En este caso, la nieta de los demandantes falleció a los 18 meses tras ser atropellada por el vehículo conducido por su padre mientras circulaba marcha atrás para salir de una nave. Dado que la menor vivía con sus abuelos paternos desde su nacimiento, estos presentaron una demanda contra la aseguradora del vehículo para reclamar una indemnización por los daños sufridos. Solicitaron inicialmente una cantidad de 63.484,34 euros como perjudicados y, de forma subsidiaria, 20.882,40 euros como allegados.

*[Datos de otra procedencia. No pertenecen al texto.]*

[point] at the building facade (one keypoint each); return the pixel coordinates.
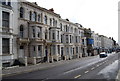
(31, 34)
(45, 36)
(97, 43)
(8, 33)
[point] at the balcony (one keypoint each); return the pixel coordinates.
(23, 40)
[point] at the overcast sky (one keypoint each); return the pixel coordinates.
(99, 15)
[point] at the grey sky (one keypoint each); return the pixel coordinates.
(99, 15)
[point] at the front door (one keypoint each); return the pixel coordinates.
(21, 52)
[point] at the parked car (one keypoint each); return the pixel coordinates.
(103, 54)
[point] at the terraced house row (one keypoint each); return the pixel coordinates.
(31, 34)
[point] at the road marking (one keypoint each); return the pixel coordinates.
(92, 68)
(86, 71)
(77, 76)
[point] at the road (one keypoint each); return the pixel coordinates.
(86, 68)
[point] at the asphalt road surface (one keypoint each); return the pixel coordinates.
(87, 68)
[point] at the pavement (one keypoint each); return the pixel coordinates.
(25, 69)
(118, 76)
(84, 68)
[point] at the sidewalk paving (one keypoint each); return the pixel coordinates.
(40, 66)
(25, 69)
(118, 76)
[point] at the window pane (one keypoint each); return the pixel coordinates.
(5, 45)
(5, 19)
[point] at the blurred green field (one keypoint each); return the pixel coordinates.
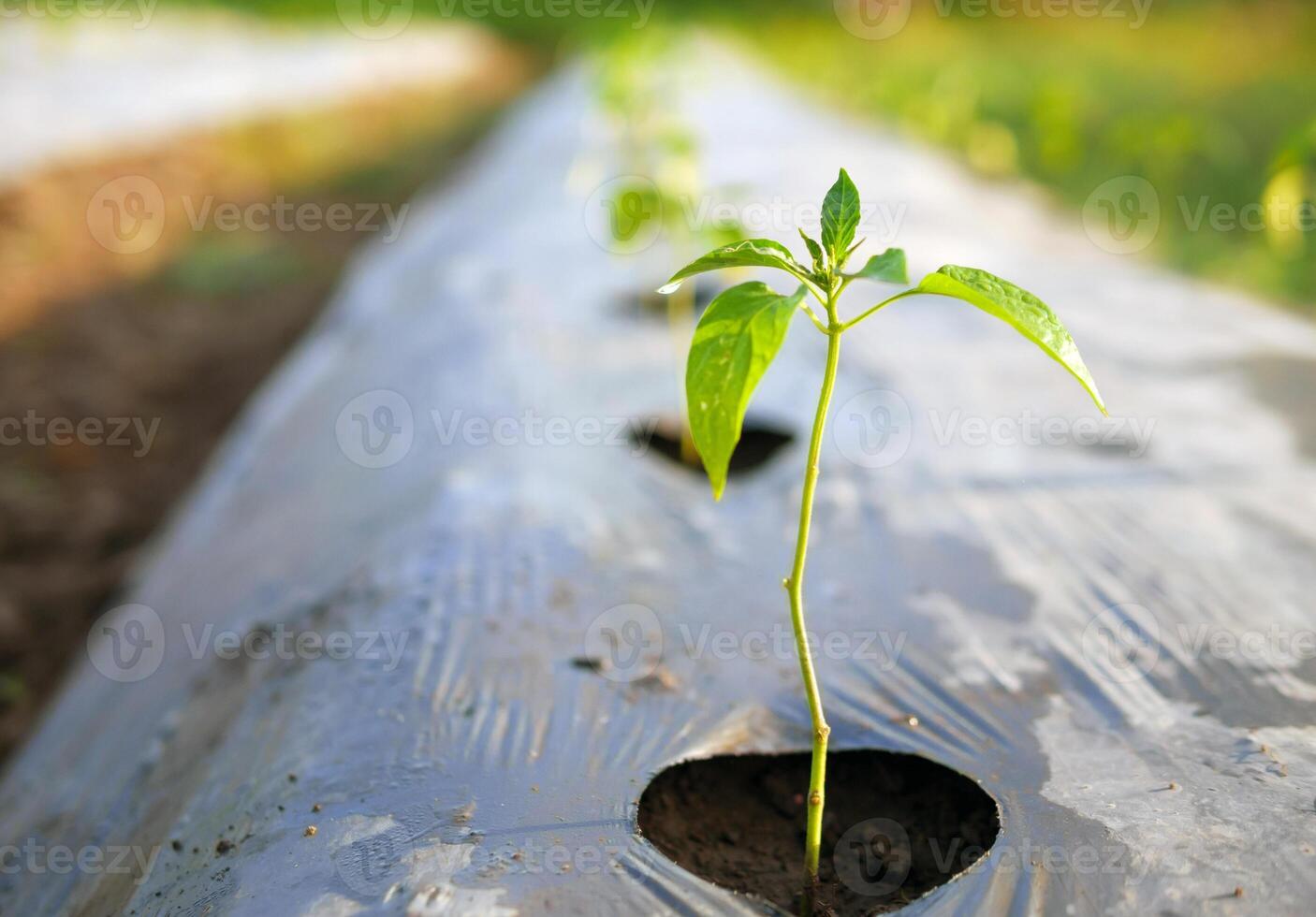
(1214, 104)
(1211, 101)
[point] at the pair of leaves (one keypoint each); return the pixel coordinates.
(742, 329)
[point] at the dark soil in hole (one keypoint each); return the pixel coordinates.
(651, 304)
(895, 826)
(758, 444)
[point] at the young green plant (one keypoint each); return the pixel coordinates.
(742, 330)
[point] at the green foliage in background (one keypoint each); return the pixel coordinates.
(1211, 101)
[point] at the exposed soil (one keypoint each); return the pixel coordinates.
(895, 826)
(759, 443)
(174, 354)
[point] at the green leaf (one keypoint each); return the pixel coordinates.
(887, 268)
(751, 253)
(815, 250)
(840, 217)
(736, 340)
(1018, 308)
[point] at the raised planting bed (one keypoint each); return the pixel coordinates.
(553, 638)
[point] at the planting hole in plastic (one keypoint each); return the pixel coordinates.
(758, 444)
(654, 305)
(895, 826)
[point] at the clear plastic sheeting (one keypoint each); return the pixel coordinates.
(1102, 619)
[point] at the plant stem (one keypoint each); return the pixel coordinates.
(795, 587)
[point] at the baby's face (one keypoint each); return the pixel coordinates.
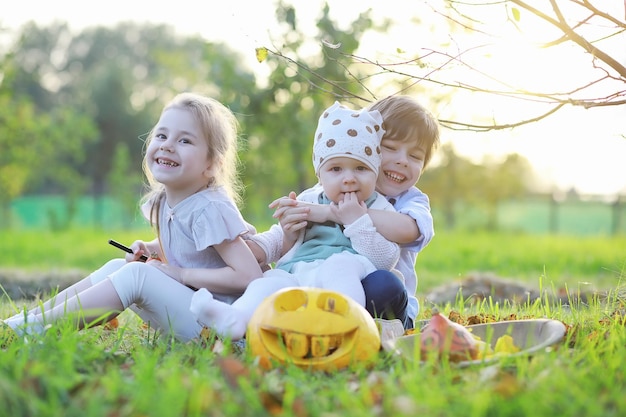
(341, 175)
(401, 167)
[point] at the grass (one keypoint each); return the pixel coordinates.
(129, 371)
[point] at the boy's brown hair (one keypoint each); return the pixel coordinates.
(405, 119)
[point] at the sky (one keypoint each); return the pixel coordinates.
(575, 148)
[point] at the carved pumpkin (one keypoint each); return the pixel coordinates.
(443, 337)
(312, 328)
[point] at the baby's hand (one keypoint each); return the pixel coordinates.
(257, 251)
(349, 209)
(288, 201)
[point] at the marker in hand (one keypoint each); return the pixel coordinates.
(118, 245)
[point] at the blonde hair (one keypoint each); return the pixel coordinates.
(404, 119)
(219, 127)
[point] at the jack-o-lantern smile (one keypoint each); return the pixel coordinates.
(312, 328)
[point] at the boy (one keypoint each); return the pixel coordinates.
(346, 158)
(410, 139)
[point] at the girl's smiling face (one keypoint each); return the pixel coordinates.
(177, 154)
(341, 175)
(401, 167)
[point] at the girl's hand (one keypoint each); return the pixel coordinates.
(349, 209)
(258, 253)
(139, 248)
(289, 200)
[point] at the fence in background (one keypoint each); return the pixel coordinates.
(571, 214)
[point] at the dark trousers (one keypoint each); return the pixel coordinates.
(386, 297)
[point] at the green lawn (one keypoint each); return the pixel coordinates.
(129, 371)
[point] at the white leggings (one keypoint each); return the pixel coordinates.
(158, 299)
(341, 272)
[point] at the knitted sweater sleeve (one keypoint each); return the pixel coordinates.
(383, 253)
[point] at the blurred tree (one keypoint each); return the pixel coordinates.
(119, 77)
(455, 63)
(288, 107)
(455, 183)
(40, 147)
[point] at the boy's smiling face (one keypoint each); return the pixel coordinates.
(402, 166)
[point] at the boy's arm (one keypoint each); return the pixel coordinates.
(394, 226)
(397, 227)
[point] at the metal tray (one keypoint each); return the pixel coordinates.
(529, 335)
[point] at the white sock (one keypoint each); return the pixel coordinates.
(226, 320)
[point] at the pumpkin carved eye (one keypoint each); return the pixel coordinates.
(333, 304)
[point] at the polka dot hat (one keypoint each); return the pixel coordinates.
(350, 133)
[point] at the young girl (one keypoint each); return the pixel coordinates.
(346, 158)
(190, 163)
(411, 137)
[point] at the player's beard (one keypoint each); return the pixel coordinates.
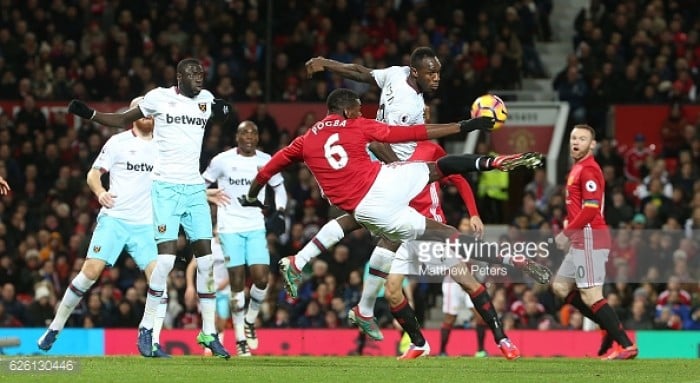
(581, 154)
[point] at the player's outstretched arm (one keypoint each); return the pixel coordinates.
(383, 152)
(4, 186)
(354, 72)
(117, 120)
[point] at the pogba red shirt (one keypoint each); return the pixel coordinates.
(584, 206)
(334, 150)
(427, 202)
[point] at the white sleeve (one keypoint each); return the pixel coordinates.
(380, 76)
(105, 159)
(280, 196)
(211, 173)
(149, 104)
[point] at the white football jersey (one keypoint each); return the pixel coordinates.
(129, 161)
(178, 132)
(234, 173)
(399, 104)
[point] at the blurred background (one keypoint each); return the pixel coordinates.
(627, 68)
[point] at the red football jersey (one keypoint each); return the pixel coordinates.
(335, 151)
(428, 201)
(585, 188)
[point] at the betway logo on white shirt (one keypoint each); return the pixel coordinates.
(399, 104)
(178, 133)
(129, 160)
(187, 120)
(234, 173)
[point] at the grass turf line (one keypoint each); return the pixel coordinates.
(195, 369)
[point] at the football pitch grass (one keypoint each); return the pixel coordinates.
(257, 369)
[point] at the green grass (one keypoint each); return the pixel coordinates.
(193, 369)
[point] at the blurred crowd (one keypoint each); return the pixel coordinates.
(113, 51)
(631, 52)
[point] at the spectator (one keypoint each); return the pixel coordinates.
(639, 319)
(636, 157)
(672, 131)
(541, 189)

La sentencia de primera instancia desestimó la demanda al considerar que los demandantes no cumplían los requisitos para ser considerados perjudicados ni allegados. Sin embargo, esta decisión fue revocada por la Audiencia Provincial de Cáceres, que determinó que los demandantes sí cumplían la condición de perjudicados y tenían derecho a la indemnización solicitada.
La Audiencia Provincial argumentó que los demandantes habían acogido a la madre de la menor en su casa desde que quedó embarazada, constituyendo una unidad familiar. Además, proporcionaron cuidados y cubrieron las necesidades de la niña desde antes de su nacimiento, lo que los califica como perjudicados funcionales según la Ley 35/2015. Por lo tanto, la muerte de la nieta los afectó directamente, independientemente de la situación concursal de los padres biológicos.
En resumen, la Audiencia Provincial determinó que los demandantes tenían derecho a ser indemnizados por la muerte de su nieta, ya que cumplieron con la carga de probar que se encontraban dentro de la categoría de perjudicados funcionales establecida por la ley.